Purpose Since healthcare spending accounts for approximately 6.6 per cent of the gross domestic product, reducing waste in health facilities is necessary to generate significant cost savings. After previous work concerning the application of Lean Six Sigma (LSS) to hip surgery, the purpose of this paper is to use LSS as the correct methodology to analyse a clinical pathway. Fast track surgery was introduced to the Complex Operative Unit of Orthopaedic and Traumatology of the University Hospital “Federico II” to improve quality and further reduce costs associated with prosthetic hip replacement surgery. Design/methodology/approach The DMAIC (Define, measure, analyse, improve, control) roadmap was used as the typical problem-solving approach of the LSS methodology.
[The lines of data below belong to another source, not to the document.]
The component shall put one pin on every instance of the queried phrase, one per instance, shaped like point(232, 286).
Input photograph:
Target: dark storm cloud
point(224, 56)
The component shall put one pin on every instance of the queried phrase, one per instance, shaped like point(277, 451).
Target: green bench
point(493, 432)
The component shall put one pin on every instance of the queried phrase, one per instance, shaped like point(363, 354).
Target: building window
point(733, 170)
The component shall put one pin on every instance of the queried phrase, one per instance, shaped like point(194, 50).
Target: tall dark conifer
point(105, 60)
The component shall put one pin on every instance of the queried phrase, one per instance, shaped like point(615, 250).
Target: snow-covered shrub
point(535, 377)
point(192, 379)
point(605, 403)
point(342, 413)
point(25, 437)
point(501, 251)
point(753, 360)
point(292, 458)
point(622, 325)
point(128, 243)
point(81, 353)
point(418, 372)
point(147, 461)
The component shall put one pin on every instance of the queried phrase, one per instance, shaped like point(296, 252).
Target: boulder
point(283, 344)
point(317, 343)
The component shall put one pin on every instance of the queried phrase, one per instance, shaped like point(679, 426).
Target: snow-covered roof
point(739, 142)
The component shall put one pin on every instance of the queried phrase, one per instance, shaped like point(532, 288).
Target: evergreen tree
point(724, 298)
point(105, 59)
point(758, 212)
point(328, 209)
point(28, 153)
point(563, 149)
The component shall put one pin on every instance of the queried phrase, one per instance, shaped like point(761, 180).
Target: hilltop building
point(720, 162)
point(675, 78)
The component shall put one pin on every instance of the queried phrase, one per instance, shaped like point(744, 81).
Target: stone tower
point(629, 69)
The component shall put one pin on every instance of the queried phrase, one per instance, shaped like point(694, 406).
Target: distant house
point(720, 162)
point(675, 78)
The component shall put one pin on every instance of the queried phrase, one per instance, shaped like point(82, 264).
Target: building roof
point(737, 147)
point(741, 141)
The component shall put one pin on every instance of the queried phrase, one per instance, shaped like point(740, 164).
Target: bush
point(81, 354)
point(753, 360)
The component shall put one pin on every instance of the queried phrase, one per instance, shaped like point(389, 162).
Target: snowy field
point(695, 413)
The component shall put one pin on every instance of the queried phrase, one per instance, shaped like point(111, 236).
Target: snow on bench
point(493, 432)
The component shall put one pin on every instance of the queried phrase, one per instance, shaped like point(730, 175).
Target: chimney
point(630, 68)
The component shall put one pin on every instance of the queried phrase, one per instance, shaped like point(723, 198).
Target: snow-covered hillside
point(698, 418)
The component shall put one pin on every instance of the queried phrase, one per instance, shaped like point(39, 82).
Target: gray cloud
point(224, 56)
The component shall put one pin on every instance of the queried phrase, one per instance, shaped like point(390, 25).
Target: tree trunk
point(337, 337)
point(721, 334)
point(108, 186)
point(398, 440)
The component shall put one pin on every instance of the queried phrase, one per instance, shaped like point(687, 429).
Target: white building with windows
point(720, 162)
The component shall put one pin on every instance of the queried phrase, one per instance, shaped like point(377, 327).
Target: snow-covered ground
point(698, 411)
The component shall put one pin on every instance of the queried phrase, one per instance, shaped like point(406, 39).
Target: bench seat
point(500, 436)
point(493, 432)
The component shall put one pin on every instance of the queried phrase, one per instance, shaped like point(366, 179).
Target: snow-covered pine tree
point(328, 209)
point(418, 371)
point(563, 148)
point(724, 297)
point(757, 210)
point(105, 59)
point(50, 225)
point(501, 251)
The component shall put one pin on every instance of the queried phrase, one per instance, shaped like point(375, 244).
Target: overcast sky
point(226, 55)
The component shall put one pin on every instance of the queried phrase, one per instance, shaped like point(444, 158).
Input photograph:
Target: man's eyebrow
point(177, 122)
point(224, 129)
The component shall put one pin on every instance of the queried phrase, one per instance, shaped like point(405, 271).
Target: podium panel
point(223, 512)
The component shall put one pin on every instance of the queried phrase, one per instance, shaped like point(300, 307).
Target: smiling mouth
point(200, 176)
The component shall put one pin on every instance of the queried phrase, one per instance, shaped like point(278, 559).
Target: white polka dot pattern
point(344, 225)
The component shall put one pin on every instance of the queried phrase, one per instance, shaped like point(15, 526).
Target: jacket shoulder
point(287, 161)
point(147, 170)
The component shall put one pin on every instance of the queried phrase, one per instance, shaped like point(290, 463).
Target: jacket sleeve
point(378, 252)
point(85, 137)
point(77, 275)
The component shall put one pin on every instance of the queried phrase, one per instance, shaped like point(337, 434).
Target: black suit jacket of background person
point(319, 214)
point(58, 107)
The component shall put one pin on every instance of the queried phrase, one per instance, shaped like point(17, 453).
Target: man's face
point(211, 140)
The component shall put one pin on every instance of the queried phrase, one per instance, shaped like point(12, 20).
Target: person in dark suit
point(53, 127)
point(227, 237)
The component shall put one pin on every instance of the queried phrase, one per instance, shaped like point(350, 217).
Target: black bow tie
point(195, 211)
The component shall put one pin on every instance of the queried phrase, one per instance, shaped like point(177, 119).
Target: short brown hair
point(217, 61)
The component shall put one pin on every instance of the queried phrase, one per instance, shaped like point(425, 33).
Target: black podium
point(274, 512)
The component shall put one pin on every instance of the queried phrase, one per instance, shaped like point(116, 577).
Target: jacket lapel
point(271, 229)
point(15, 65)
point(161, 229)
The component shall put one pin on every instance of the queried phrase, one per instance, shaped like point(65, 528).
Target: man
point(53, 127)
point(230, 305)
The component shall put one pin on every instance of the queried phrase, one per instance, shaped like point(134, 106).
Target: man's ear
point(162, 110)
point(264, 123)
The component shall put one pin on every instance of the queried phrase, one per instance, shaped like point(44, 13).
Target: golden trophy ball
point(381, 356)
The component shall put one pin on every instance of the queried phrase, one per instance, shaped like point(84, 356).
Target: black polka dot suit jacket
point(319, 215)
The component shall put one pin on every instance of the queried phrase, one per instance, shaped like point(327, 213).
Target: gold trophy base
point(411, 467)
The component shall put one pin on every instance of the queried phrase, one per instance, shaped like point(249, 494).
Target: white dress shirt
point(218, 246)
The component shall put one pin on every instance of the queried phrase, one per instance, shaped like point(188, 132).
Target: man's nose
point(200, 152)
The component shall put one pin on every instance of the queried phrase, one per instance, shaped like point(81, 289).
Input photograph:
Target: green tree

A rigorous process of defining, measuring, analysing, improving and controlling business problems can be used to reach fixed goals. The paper was written following the Standards for Quality Improvement Reporting Excellence (SQUIRES Guidelines). Findings In this work, the authors found that multiple variables could influence the length of hospital stay (LOS) for inpatient treatment, thereby increasing patient management costs due to longer periods of hospitalisation. Therefore, LSS analysis of the implemented corrective actions demonstrated the efficacy and efficiency of the novel protocol. The average LOS was reduced from 10.66 to 7.8 days (−26.8 per cent). Originality/value The introduction of fast track surgery was validated through a rigorous LSS analysis, which demonstrated that the new protocol benefitted both patients and the hospital.